Há uma infinidade de formas de se expressar no ambiente social, mas nem sempre essa comunicação acontece de forma pacífica.
Temos visto no noticiário recente uma série de delitos envolvendo pessoas que, por desconhecimento sobre as “regras” de determinado espaço territorial, acabam sendo mortas por apresentarem comportamentos, gestos ou vestimentas que seriam, em determinadas circunstâncias, autorizadoras para a imposição de violência por parte de grupos de violadores na norma que controlam ilegalmente as comunidades. São autores de crimes que se utilizam da comunicação violenta como forma de gestão das precárias e transitórias relações de poder.
A imposição do controle pelo medo existe “desde que o mundo é mundo”, como dizia a minha velha avó. Esse expediente, bem-sucedido que é, se repete nas microrrelações que envolvem a complexa e sutil convivência em espaços esquecidos pelo Estado.
Esse comportamento delituoso também revela um grau de insegurança notável daqueles que manifestam a violência: quanto maior a perversidade na ação, maior é a debilidade social desse indivíduo.
Por outro lado, quanto mais intenso for o comportamento violento da pessoa, maior será o temor infundido no grupo social. Por falta de repertório para a gestão de seus conflitos externos e internos, esse violador decide apostar no que atinge todo e qualquer ser humano: a imposição de sofrimento ao corpo. Consoante o bardo paraibano Zé Ramalho, “nas torturas toda carne se trai”*.

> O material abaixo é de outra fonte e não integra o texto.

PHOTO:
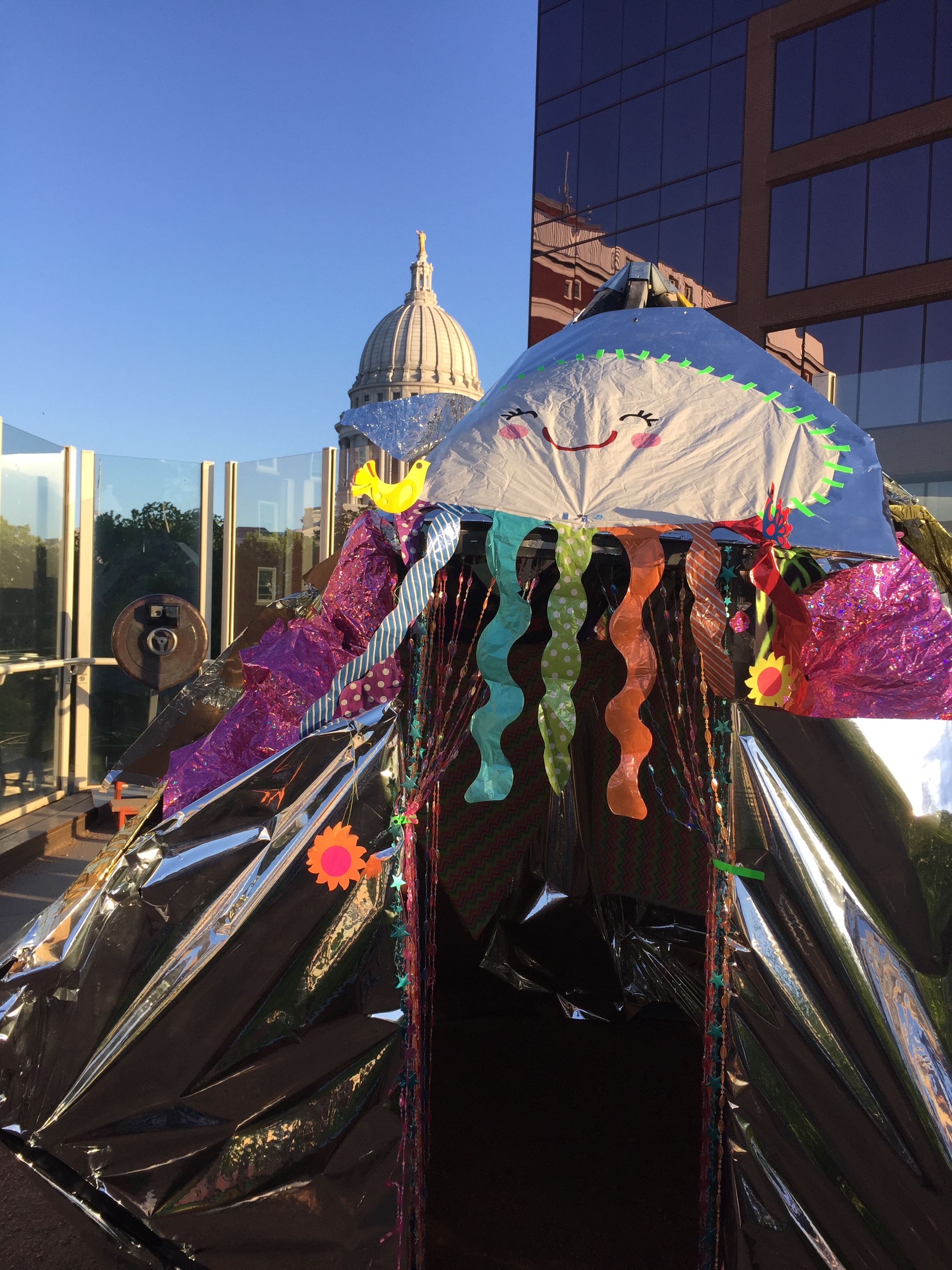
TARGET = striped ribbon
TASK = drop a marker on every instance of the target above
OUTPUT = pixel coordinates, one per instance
(562, 660)
(707, 615)
(415, 591)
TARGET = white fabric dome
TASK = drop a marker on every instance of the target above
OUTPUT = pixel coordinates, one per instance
(417, 348)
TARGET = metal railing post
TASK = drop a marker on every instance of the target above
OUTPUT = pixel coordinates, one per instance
(329, 489)
(84, 619)
(228, 564)
(64, 648)
(206, 547)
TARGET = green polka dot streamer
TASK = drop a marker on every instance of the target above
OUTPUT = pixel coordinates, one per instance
(562, 661)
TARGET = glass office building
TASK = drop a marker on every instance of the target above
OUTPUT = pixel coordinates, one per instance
(789, 165)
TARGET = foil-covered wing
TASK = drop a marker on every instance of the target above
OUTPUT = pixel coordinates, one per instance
(840, 1124)
(200, 1044)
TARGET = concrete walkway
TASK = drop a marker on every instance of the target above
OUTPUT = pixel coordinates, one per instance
(28, 891)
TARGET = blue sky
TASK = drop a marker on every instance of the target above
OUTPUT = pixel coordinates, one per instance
(210, 203)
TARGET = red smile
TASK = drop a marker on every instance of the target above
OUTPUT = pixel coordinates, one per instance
(600, 446)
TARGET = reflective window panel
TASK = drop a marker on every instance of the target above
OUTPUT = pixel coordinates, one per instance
(891, 367)
(902, 201)
(145, 539)
(879, 61)
(31, 530)
(27, 737)
(277, 530)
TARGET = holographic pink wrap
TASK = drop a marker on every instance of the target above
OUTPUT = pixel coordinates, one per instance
(292, 667)
(881, 644)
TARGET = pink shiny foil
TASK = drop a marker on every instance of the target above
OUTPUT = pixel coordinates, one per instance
(292, 666)
(881, 644)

Em ambientes onde são registrados altos índices de crimes, esses violadores podem estar mais propensos a interpretar qualquer comportamento como um risco que deve ser eliminado. Além dessa espécie de neutralização sumária de potenciais “inimigos”, há a imposição do controle territorial, além de um reforço da simbologia do grupo criminoso, também como parte de um ritual de pertencimento. Ademais, é uma potente advertência aos grupos rivais: não tentem tomar nosso lugar, olhem como agimos!
Ao contrário do Processo Penal – que na dúvida absolve o acusado – nesses territórios é exatamente o oposto: ao visualizar alguém fazendo o gesto de “V” com os dedos e, diante da dúvida se a pessoa está comemorando algo ou homenageando algum grupo criminoso rival, elimine-a. Nesses espaços, a presunção é de culpa. Essa perversão comunicacional atinge o seu limite na gestão política do território.
De fato, geralmente esses gestos inocentes são mal compreendidos. Se uma pessoa desconhece o contexto ou significado de um comportamento simbólico, ou a “proibição” de uma cor de determinada roupa, a outra pode interpretar como uma ameaça, especialmente em situações de tensão cotidiana que esses grupos experimentam.
Por fim, é desolador reconhecer que esses episódios são produtos de uma sociedade desigual, deseducada, embrutecida e que normalizou a violência. O prognóstico não é bom: desde a cadeirada no debate eleitoral até a execução de um jovem que usou uma roupa preta em um local no qual não deveria, nos vemos diante da estética da violência em cinquenta tons de miséria social.
Avante! Até a próxima!
* Verso da canção Vila do Sossego, composta pelo cantor e compositor Zé Ramalho em 1978.